En sus conclusiones ante el tribunal el sábado, el ministro de Inmigración Alex Hawke, había argumentado que la presencia de Djokovic en el país era «probablemente un riesgo para la salud».
Dijo que fomentaba el «sentimiento antivacunas» y podría disuadir a los australianos de recibir vacunas de refuerzo a medida que la variante Ómicron se extiende rápidamente por el país.
La presencia del campeón en Australia podría incluso «provocar un aumento de los disturbios civiles», añadió el ministro.
Aunque calificó de «insignificante» el riesgo de que el propio Djokovic infecte a los australianos, el ministro dijo que su «desprecio» de las normas sanitarias contra el Covid-19 constituía un mal ejemplo.
El domingo, en el tribunal, los abogados de «Djoko» calificaron de «ilógica», «irracional» e «irrazonable» la detención y posible deportación de su cliente.
Novak Djokovic fue detenido a su llegada a Australia el 5 de enero y puesto inicialmente en detención administrativa.
El jugador, que contrajo el Covid-19 en diciembre, esperaba una exención para entrar en el país sin estar vacunado, pero las autoridades no aceptaron esta explicación.
El gobierno australiano sufrió un humillante revés el 10 de enero, cuando un juez bloqueó la deportación de Djokovic, restableció su visa y ordenó su liberación inmediata.

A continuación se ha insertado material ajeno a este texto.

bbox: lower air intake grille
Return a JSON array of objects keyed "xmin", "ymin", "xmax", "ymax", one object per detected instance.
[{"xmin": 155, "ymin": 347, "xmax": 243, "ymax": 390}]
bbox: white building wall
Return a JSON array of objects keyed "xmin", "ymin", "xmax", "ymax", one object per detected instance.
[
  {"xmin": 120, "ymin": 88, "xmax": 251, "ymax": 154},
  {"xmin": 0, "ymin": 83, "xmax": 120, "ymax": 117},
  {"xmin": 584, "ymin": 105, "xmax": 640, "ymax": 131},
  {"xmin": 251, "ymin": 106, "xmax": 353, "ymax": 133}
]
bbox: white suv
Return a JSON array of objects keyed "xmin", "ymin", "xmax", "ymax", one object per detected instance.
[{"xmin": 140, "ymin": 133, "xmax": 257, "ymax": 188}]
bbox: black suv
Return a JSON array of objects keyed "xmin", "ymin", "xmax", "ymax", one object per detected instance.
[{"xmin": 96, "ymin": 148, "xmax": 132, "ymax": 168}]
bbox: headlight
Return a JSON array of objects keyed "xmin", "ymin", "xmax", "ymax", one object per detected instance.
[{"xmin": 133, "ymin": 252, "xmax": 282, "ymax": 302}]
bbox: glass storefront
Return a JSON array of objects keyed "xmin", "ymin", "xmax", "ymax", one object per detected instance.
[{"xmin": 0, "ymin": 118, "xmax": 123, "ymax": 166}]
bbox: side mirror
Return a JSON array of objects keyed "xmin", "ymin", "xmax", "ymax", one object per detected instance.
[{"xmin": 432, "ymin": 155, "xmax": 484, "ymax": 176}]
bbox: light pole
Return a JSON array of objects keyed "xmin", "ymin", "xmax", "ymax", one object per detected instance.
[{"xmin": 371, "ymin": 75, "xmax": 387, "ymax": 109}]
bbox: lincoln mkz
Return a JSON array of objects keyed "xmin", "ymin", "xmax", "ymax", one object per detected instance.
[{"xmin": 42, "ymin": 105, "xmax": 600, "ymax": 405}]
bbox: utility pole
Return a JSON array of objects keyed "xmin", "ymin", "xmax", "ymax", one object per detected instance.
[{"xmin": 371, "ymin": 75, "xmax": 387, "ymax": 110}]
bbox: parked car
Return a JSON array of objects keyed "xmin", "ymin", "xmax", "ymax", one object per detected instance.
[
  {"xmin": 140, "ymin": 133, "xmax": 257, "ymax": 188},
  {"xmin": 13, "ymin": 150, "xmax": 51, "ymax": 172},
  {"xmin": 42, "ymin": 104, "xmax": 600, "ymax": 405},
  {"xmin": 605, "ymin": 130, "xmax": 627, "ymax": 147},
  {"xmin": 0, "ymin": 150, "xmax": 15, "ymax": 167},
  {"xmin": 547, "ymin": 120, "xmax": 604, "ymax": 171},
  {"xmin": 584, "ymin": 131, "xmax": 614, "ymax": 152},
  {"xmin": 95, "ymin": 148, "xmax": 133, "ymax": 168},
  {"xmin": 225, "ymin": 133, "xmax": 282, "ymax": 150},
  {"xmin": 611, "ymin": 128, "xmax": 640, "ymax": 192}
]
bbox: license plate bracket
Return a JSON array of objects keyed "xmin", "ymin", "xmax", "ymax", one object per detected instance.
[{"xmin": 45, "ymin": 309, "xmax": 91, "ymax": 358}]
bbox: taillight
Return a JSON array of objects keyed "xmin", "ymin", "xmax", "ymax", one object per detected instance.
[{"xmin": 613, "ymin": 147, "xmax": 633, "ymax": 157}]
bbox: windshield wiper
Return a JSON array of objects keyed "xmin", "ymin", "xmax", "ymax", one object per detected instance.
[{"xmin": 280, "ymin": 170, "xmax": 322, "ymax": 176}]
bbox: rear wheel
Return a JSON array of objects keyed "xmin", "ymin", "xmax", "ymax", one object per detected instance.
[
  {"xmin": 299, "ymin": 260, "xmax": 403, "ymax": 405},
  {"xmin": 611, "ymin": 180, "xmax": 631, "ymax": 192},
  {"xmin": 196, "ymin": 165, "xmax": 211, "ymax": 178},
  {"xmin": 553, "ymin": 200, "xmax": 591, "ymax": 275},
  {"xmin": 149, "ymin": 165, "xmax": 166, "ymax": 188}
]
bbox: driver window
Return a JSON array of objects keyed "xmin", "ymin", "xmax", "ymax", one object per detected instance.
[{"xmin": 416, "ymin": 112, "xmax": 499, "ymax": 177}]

Pero el ministro de Inmigración contraatacó el viernes y canceló su visa por segunda vez, en virtud de sus poderes discrecionales, alegando «razones de salud y orden público».
El 86 veces campeón de la ATP, que fue visto en Serbia y España en las dos semanas anteriores a su llegada, alegó un «error humano».
Una postura diferente de la del presidente serbio, Aleksandar Vucic. «Creen que con diez días de malos tratos humillaron a Djokovic. Se humillaron ellos mismos, Djokovic puede regresar a su país con la cabeza alta y mirar a todo el mundo de frente a los ojos», aseguró.
Para la ATP, que gestiona el circuito profesional masculino del tenis, la decisión judicial «pone fin a una serie de hechos profundamente desafortunados».
Su puesto en el cuadro final del Grand Slam australiano será ocupado por el italiano Salvatore Caruso (150º del mundo).